Mas essa estória é colocada debaixo do tapete, chamar a atenção para o risco, para o facto de uma nuclear não ser uma fábrica de conservas de sardinhas, mas algo de grande, grande risco e perigo, e para o esforço inacreditável dos trabalhadores para dominar o incêndio e a inundação, e reconhecer o mérito e valentia destes não passa pelos executivos e pelo poder político.
Só agora graças ao trabalho de levantamento feito por Julio Pérez Sanz (Los Héroes Silenciados de Vandellós, Editorial Círculo Rojo), funcionário reformado do Conselho de Segurança Nuclear (que também é responsável por estas omissões) e membro da ASTECSN (Asociación Profesional de Técnicos en Seguridad Nuclear y Protección Radiológica) é que se sabe da iminência de um desastre de enormes proporções e do que devemos ao labor e sacrifício dos trabalhadores da central (que mesmo os que estavam de folga acorreram a ajudar a combater o incêndio e a inundação).
Se não fora o empenho, e o sacrifício até à exaustão das dezenas de trabalhadores, sem uma pauta, sem instruções centrais, sem um plano, que se dispuseram ao maior e titânico esforço, hoje, como cito “Estábamos alli para que esto no se borrara del mapa como Chernobyl, pero em fin, gracias a Dios no pasó nada”. Ou seja, só por uma conjugação aleatória de factores não houve fusão do reactor.
2. A península já esteve, também, à beira de Hiroxima. Em 1966, os U.S.A. aqui lançaram 4, quatro artefactos nucleares, 4 bombas, acidentalmente. Caíram em Palomares (Almeria). É certo que não estavam activadas, mas 2 rebentaram e o plutónio que continham espalhou-se. Além dos tripulantes do bombardeiro que chocou com uma pequena aeronave de abastecimento, não se sabe, porque os estudos nunca, nunca, foram divulgados de quantos mortos e contaminados houve em terra. Já no mar gastaram-se milhões para recuperar uma das bombas que aí caiu. Merecia um filme esta estória. Até se viu, ridículo, o ministro Fraga Iribarne e outros próceres do franquismo a tomar banho nessa zona, para sossegar os “ganhócios”...sobretudo o turismo.
Ainda hoje soldados americanos, que sem qualquer protecção recolheram resíduos, protestam por apoios ou estão mortos por leucemias e cancros, e os solos continuam altamente contaminados.
E continua por fazer um levantamento de todas as zonas radioactivamente contaminadas em Espanha...(ver também o ponto 5 deste texto, outro enorme acidente nuclear).
3. Em Zaragoza, outro acidente metido para debaixo do tapete, que me recorda os trágicos eventos de Goiana, em 1987, no qual morreram, registadas 104 pessoas e há 1600 contaminados.

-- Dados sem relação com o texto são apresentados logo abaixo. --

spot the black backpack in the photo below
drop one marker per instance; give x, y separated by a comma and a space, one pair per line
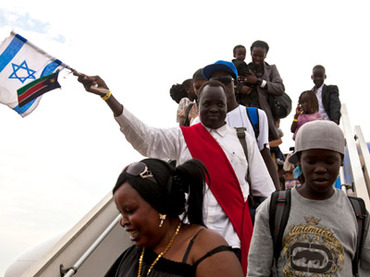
279, 215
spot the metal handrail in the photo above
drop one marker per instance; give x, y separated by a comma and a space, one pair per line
68, 272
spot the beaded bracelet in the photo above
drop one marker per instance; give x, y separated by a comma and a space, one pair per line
106, 96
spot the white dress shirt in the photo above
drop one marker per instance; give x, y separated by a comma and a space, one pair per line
169, 143
238, 117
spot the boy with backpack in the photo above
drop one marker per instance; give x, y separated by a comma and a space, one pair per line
324, 232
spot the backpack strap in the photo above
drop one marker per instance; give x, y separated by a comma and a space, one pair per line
241, 135
252, 113
279, 215
361, 213
187, 121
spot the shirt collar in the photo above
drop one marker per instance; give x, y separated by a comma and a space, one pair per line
221, 131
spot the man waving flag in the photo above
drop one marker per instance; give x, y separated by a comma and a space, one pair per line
26, 72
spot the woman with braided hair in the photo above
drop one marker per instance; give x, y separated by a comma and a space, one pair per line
154, 199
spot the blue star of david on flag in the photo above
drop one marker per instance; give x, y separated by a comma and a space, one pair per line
22, 63
25, 72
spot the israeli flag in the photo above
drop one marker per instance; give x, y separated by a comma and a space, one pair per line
21, 63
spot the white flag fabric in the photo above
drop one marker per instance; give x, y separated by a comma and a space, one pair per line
21, 63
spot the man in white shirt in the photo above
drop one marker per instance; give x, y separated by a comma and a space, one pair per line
171, 143
237, 114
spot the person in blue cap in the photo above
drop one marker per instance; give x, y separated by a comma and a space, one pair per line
265, 81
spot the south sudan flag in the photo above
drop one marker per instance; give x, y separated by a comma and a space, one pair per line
37, 88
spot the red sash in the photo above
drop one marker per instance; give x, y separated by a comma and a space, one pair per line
224, 183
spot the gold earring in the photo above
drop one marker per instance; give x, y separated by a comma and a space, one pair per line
162, 217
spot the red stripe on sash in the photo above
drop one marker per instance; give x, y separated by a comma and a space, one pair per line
224, 183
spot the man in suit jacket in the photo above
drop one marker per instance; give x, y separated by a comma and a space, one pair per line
327, 95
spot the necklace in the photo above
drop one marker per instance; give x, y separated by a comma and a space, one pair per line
160, 255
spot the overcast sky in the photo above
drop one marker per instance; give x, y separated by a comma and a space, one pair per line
56, 163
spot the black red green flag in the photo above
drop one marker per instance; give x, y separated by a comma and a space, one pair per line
36, 88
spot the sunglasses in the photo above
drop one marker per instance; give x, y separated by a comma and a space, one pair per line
140, 169
223, 79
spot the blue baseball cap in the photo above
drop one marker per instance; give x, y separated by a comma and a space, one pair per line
220, 66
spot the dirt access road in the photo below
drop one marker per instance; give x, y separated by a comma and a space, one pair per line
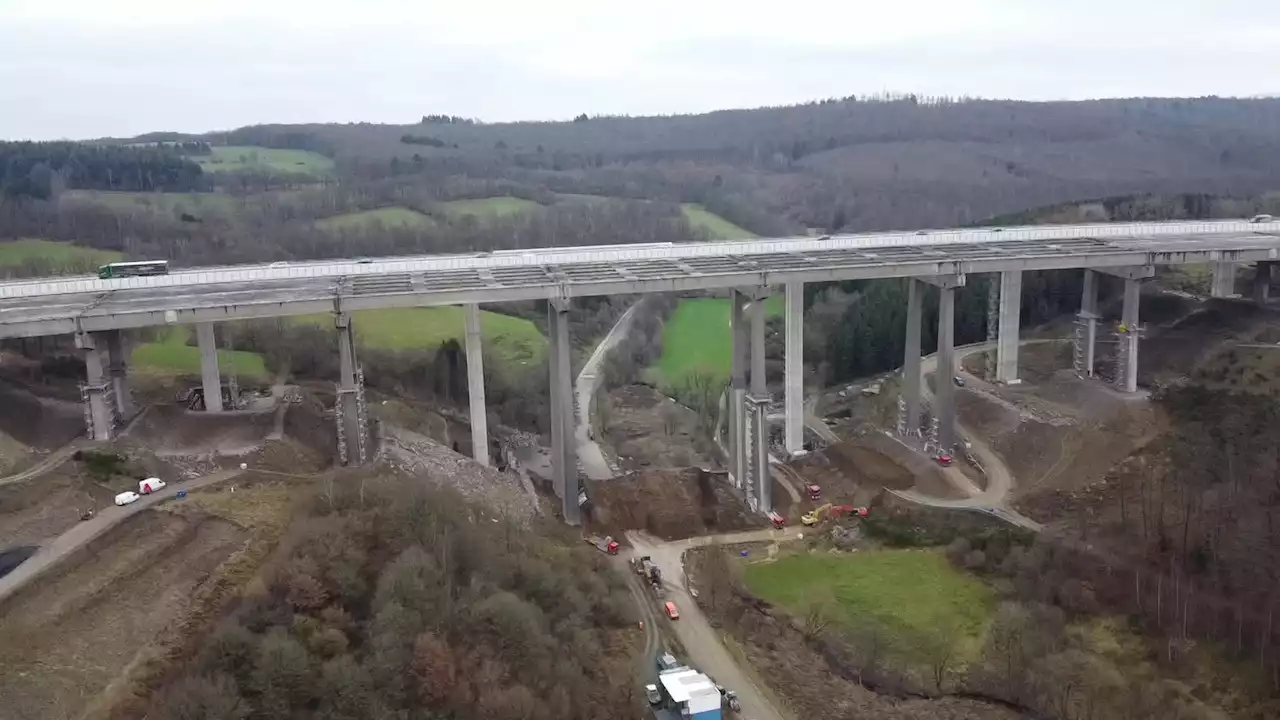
589, 452
1000, 481
707, 651
78, 536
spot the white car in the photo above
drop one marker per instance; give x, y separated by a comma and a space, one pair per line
127, 497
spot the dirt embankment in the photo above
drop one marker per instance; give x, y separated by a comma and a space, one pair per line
858, 469
813, 684
41, 423
67, 637
668, 504
648, 429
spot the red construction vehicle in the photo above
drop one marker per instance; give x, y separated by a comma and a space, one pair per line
606, 545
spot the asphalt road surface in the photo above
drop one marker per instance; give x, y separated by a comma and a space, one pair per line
705, 648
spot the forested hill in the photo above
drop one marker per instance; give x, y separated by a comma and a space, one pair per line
851, 164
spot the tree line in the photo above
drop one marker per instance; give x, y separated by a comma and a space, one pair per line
41, 169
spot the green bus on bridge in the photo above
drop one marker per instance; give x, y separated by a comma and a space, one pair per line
133, 269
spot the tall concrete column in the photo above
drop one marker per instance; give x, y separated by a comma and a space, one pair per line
100, 414
475, 387
912, 355
1224, 279
350, 391
794, 372
740, 343
119, 370
1010, 318
1129, 337
565, 454
209, 376
1089, 319
946, 388
760, 409
1262, 282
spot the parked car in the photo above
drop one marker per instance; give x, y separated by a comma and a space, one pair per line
127, 497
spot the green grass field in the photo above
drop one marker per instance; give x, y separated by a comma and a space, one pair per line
35, 258
487, 208
696, 338
393, 217
234, 158
170, 355
915, 596
717, 227
513, 341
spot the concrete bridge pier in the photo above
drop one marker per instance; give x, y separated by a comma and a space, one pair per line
96, 391
1010, 319
563, 451
945, 387
209, 374
1129, 336
1223, 283
759, 409
1088, 322
912, 359
351, 413
737, 387
794, 369
1262, 282
475, 386
118, 370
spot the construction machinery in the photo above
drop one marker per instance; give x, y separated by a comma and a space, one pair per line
816, 515
645, 568
606, 545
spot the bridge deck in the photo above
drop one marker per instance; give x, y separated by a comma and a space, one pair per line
51, 306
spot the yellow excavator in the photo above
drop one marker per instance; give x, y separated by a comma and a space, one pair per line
816, 515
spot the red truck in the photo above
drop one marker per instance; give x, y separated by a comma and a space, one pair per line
606, 545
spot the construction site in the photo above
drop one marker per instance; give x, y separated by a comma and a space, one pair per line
126, 586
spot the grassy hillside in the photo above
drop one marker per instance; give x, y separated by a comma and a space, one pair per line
487, 208
696, 340
236, 158
717, 227
170, 355
392, 217
33, 258
915, 596
513, 341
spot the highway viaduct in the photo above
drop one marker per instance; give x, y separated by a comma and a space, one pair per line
96, 310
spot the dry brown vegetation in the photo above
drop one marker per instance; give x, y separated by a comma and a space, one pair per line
670, 504
389, 596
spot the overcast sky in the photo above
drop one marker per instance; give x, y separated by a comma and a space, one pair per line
91, 68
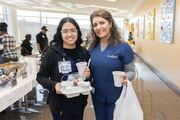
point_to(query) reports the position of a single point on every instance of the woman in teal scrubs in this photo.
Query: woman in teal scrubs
(108, 53)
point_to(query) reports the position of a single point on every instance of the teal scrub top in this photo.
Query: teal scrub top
(113, 58)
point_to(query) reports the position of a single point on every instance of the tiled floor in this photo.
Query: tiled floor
(157, 100)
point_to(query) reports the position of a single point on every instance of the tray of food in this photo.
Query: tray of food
(11, 66)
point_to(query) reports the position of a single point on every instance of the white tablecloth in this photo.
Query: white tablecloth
(9, 95)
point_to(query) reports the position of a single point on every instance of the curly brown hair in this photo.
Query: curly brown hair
(115, 36)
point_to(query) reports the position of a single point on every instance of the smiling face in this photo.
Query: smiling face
(101, 27)
(69, 35)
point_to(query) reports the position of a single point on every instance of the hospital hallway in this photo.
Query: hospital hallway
(158, 101)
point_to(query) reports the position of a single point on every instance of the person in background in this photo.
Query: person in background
(108, 53)
(42, 40)
(59, 61)
(130, 39)
(26, 46)
(7, 45)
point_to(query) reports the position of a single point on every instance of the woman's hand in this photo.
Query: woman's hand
(124, 79)
(87, 72)
(58, 88)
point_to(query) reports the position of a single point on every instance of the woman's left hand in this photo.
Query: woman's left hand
(87, 72)
(125, 80)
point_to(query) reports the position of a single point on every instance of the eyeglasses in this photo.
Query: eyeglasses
(66, 31)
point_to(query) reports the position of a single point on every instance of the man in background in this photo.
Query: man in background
(7, 45)
(42, 40)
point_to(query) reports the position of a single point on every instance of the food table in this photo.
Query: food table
(9, 94)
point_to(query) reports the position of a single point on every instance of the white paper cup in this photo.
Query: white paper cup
(81, 67)
(117, 76)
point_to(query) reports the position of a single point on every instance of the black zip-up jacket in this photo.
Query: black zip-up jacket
(49, 75)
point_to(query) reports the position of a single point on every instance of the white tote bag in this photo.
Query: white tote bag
(127, 106)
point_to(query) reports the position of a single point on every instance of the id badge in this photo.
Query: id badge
(64, 67)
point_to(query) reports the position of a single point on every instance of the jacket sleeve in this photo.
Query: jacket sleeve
(43, 76)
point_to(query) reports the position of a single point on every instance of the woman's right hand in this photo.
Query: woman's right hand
(58, 88)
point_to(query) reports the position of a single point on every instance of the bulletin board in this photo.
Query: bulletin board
(167, 20)
(149, 25)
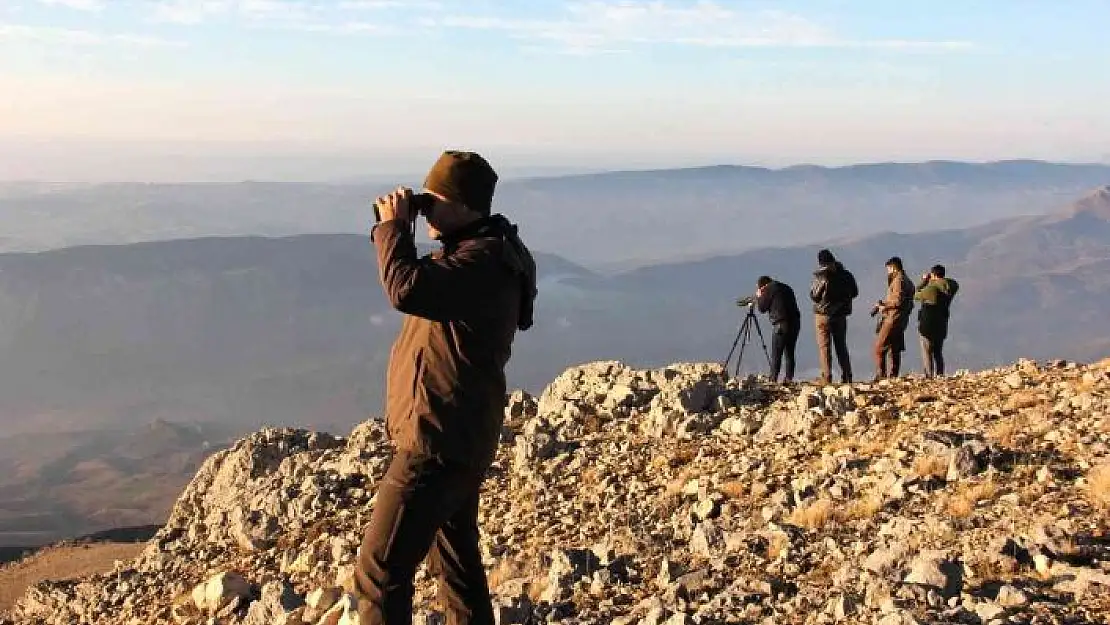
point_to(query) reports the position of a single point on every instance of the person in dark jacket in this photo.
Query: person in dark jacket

Ignora-se quantos não terão morrido, pelo manuseamento por populares de resíduos hospitalares radioactivos.
Pois em Zaragoza estão registados cerca de 30 mortos devido a mau funcionamento radiológico. Em 19 de Dezembro de 1990, o Conselho de Segurança Nuclear (C.S.N.) realizou a revisão anual, que se havia atrasado 6 meses e descobriu uma anomalia na potência no acelerador de electrões. Só ordenou a sua paragem 4 dias depois....

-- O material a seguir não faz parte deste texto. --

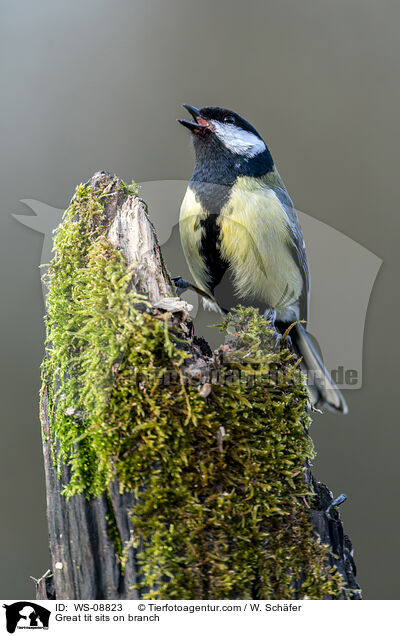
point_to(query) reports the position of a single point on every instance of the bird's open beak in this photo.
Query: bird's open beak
(199, 124)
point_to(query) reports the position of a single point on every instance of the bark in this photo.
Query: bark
(84, 562)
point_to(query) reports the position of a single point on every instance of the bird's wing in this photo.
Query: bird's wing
(297, 246)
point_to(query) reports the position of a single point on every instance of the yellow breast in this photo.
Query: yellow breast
(255, 240)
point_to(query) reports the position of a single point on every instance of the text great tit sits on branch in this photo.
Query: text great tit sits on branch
(237, 218)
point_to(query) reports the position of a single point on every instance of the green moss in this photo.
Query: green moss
(220, 481)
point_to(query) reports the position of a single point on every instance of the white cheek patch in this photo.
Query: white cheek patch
(241, 142)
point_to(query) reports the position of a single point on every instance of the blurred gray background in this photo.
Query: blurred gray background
(94, 85)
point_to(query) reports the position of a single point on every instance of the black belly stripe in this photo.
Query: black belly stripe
(211, 250)
(212, 197)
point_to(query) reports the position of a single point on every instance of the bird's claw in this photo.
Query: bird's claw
(181, 283)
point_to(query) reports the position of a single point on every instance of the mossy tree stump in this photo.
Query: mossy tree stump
(171, 471)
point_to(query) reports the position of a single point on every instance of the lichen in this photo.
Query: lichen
(220, 481)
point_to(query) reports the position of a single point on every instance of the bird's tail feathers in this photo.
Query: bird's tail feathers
(323, 391)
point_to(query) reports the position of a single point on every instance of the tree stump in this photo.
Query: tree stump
(108, 538)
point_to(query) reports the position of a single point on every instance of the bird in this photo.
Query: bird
(237, 218)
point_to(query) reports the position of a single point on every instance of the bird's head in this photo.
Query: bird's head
(220, 134)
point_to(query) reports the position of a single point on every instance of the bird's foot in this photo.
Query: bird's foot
(181, 283)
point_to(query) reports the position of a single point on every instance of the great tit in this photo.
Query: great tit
(237, 218)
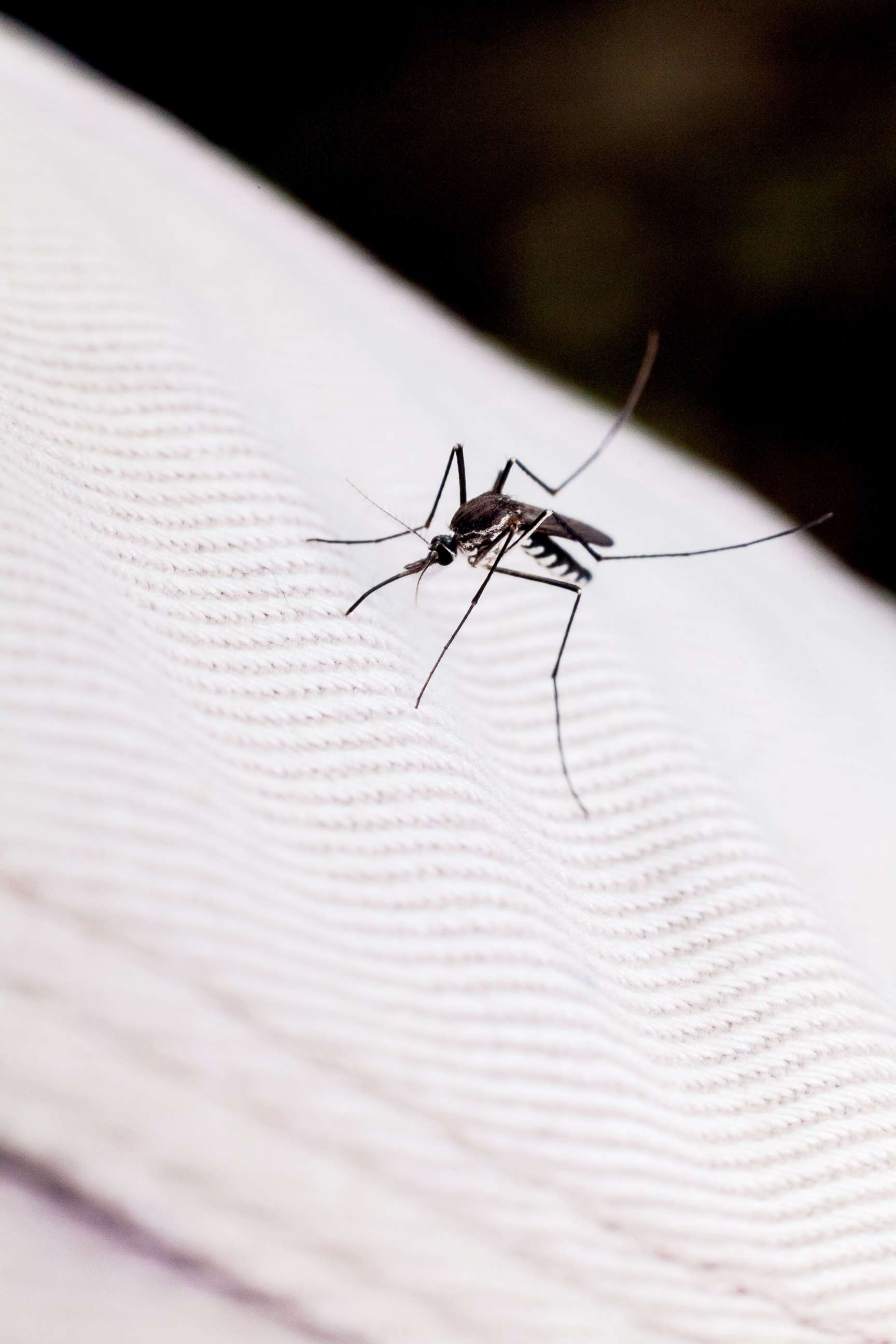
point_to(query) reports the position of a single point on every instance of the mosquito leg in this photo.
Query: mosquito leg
(479, 593)
(632, 401)
(577, 589)
(457, 452)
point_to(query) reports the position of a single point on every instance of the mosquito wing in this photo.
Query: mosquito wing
(559, 525)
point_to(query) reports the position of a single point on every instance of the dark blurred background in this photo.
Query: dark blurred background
(567, 175)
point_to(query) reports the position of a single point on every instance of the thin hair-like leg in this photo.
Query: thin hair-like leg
(632, 401)
(457, 453)
(577, 589)
(507, 539)
(715, 550)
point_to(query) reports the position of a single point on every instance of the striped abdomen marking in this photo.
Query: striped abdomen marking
(550, 553)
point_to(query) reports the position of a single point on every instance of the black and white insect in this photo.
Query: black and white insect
(487, 527)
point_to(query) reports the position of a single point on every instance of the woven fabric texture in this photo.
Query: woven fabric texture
(343, 999)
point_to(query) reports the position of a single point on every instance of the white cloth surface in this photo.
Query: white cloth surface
(344, 999)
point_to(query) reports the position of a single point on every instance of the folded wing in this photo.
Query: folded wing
(559, 525)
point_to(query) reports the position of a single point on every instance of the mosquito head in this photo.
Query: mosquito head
(444, 549)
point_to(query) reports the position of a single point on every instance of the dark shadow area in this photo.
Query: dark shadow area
(570, 175)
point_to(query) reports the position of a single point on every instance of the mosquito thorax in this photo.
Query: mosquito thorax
(444, 548)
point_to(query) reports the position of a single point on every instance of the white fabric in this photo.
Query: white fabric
(343, 998)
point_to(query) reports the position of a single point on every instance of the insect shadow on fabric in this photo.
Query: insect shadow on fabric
(487, 527)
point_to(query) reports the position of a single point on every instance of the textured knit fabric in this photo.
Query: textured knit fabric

A empresa nuclear General Electric foi condenada a indemnizar em 15 milhões de pesetas cada família, mas os atingidos pelo mau funcionamento destes instrumentos já cá não estavam… A radioactividade mata.
4. E mais esta: em Maio de 1998, na empresa ACERINOX, no Campo de Gibraltar, fundiu-se uma cápsula metálica em cujo interior havia uma fonte radioactiva de Césio 137. Estava em sucata de aço inoxidável importado dos U.S.A., foi chamado o C.S.N. e o resultado é o sabido, embora 6 trabalhadores apresentassem resíduos radioactivos. E a fábrica esteve parada mais de 4 meses. A história não acaba aqui, a centenas de metros de Huelva, nas marismas, a Greenpeace identificou isótopos radioactivos de Césio 137, procedentes de mais de 7.000 toneladas desse acidente que aí se enterraram contaminando também os rios Odiel e Tinto. A nuvem radioactiva resultante deste acidente percorreu a Europa, e este caso não acaba aqui. Faz lembrar o teflon, que incorpora resíduos dos lançamentos nucleares na atmosfera, e onde comemos.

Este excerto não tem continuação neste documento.